No evento de 2013 acima mencionado, Tom Rosenstiel, do Instituto de Imprensa Americano [American Press Institute], destacou que, embora uma diversidade de fontes nos possa ajudar a chegar à verdade, também é verdadeiro que, no meio de uma inundação de informações, é mais difícil criar o conhecimento porque temos que peneirar entre um maior número de detalhes. Diminuir a lacuna entre essas duas coisas é, muitas vezes, o trabalho do jornalismo durante as notícias de última hora. Como diz Dan Gilmor na apresentação do curso de jornalismo literário [MOOC] citado acima, “nós estamos numa época de sobrecarga de informação e muitas coisas que vemos, ouvimos ou lemos são equivocadas, desonestas ou mesmo perigosas. No entanto, você e eu podemos assumir o controle e fazer com que a mídia nos sirva – a todos nós – na medida em que nos tornemos consumidores atuantes e participantes”. Isso é uma boa notícia.
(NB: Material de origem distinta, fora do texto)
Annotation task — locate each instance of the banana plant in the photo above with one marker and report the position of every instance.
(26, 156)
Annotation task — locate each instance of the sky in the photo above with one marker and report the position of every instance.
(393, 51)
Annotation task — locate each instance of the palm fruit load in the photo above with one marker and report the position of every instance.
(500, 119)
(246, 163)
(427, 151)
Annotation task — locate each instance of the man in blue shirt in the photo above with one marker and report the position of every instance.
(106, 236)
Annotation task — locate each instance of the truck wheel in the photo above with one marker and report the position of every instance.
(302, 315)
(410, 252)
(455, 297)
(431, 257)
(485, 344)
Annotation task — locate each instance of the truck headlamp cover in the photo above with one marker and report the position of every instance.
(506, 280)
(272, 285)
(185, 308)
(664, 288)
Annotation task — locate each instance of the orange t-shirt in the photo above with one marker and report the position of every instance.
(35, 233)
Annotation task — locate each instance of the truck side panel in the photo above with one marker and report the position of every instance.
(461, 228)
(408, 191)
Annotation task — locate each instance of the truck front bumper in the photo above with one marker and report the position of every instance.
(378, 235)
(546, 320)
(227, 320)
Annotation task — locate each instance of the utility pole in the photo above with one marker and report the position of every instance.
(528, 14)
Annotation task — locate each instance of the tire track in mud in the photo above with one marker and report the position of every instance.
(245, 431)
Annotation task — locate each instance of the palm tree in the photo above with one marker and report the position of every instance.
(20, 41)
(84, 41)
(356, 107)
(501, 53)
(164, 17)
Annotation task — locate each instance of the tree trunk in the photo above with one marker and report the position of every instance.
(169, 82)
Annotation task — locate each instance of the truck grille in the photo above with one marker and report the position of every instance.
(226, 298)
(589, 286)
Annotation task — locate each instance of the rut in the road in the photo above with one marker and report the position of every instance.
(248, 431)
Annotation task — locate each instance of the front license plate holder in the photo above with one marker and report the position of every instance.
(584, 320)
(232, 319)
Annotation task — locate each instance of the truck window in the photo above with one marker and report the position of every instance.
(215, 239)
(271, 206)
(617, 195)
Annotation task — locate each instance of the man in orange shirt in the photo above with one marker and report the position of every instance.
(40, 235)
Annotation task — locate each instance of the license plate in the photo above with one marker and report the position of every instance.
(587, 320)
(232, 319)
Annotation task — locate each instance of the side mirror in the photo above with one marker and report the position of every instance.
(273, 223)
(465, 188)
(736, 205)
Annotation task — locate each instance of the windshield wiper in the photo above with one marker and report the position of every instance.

Estamos todos nessa.

Quando se trata de dar a notícia de última hora – e do futuro do jornalismo, de uma maneira mais geral – estamos todos nessa.

Em momentos de crise, quando os fatos são uma questão de vida e morte, deveríamos ficar contentes de poder contar com mais pés no chão e deveríamos dar o exemplo, quando envolvemos nossas comunidades para nos ajudarem a fazer brilhar um holofote da verdade.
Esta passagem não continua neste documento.